“Get down!” I called after my 5 year-old son. He did not listen. As I called out again, he had already adeptly scaled the 5 foot post and rail fence, even though it was wrapped neatly on either side with heavy gauge chicken wire. He looked back at me with a triumphant “I’m king of the world!” smile as he balanced precariously in his shiny black penny loafers and newly pressed green corduroys, both last worn at Christmas. We were in Massachusetts for a blessing ceremony, the barn and animals were on the adjacent grounds. It proved to be too much of a novelty for my youngest child, who still desperately wants any kind of animal, other than one of the three god damn Webkinz he doesn't already have, to call his own pet.
“I’m going to name the big cow ‘Mommy,’” he proudly (and loudly) proclaimed as he pointed to the bored looking animal leaning up against the barn at the far end of the paddock. He seemed more and more wobbly as he strained to get a better look at the pig and the other animals. He was too busy naming the pig after his older brother and the chickens after preschool girlfriends to notice that the wire he was leaning on had begun to bend. He was now balancing his upper torso on the very top of the fence. Head, arms and chest flailing happily on the muddy barnyard side, high polished shoes and clean pants vaguely hanging on to the other.
“Get down!” I said for the third time. I was almost next to him, but not close enough if anything would happen. “Buddy, I can just see you going head-first into all of that mud.” He looked around, as if to survey the ground around him. It was a warmer than usual February day. A warm rain had fallen overnight, melting all remnants of snow.

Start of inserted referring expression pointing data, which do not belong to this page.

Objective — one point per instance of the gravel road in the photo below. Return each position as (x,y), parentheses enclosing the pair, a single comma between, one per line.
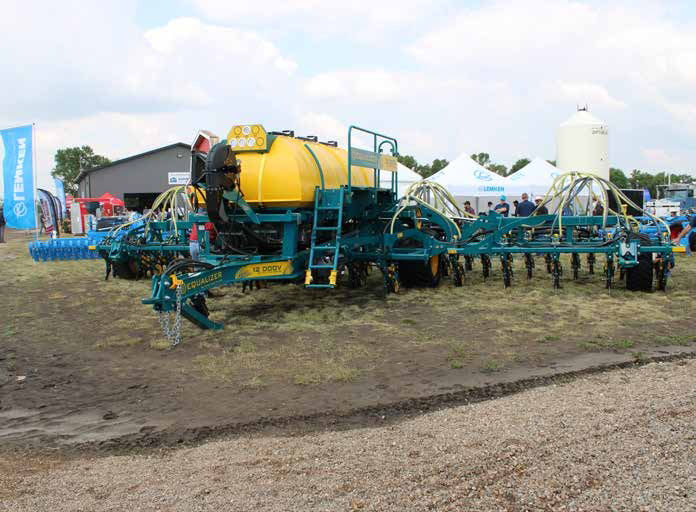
(623,440)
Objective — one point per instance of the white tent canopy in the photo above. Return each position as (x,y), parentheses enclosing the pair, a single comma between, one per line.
(535,178)
(405,177)
(465,177)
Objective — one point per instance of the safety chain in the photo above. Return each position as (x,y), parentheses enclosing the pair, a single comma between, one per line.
(172,334)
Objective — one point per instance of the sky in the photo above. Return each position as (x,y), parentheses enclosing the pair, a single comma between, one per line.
(444,77)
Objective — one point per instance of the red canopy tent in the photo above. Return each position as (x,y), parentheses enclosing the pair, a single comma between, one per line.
(111,199)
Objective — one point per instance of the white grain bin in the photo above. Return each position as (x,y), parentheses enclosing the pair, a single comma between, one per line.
(582,144)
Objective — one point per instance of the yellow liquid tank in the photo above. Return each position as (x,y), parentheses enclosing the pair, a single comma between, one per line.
(287,175)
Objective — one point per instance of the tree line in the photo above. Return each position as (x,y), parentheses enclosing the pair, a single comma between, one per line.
(635,179)
(70,161)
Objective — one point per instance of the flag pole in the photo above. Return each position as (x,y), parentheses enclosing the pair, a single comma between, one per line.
(33,166)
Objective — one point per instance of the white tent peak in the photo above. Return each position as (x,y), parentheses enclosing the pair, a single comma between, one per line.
(466,177)
(534,178)
(537,168)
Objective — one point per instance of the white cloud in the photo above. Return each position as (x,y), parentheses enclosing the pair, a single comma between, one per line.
(362,20)
(583,93)
(376,85)
(322,125)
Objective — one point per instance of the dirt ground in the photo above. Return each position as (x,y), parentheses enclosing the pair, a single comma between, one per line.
(83,361)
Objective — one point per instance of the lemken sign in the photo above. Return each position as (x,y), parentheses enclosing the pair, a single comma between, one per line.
(16,163)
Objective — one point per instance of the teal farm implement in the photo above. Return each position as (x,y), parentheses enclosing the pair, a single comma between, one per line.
(297,210)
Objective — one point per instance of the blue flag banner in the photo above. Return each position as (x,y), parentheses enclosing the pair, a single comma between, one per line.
(17,165)
(60,194)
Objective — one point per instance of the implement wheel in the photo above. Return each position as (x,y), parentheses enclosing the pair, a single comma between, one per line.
(640,277)
(415,273)
(123,270)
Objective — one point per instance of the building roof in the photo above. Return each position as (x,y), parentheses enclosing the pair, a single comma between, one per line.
(128,158)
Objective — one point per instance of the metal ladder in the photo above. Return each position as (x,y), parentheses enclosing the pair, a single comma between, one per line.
(325,202)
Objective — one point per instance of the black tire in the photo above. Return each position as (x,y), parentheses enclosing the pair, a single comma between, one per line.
(122,270)
(418,273)
(640,277)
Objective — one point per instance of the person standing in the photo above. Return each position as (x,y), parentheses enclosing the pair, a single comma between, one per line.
(598,209)
(194,247)
(468,208)
(688,229)
(525,208)
(502,207)
(539,209)
(3,222)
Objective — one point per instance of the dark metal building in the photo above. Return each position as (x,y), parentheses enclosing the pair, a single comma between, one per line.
(138,179)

He shot himself back up, upright, gave me a sheepish sideways glance and said, “It’s not just mud mommy, there’s poop, too.” And without missing a beat, he gracefully hopped down off the fence and was off if search of his siblings. I was left there with the animals thinking, if that had been any other kid, there would have been tears, dirty clothes and a long ride home.
But, I think my 5 year old philosopher nailed it, because, sometimes mud is mud and poop is poop…and sometimes, it is just mixed together. And that is life!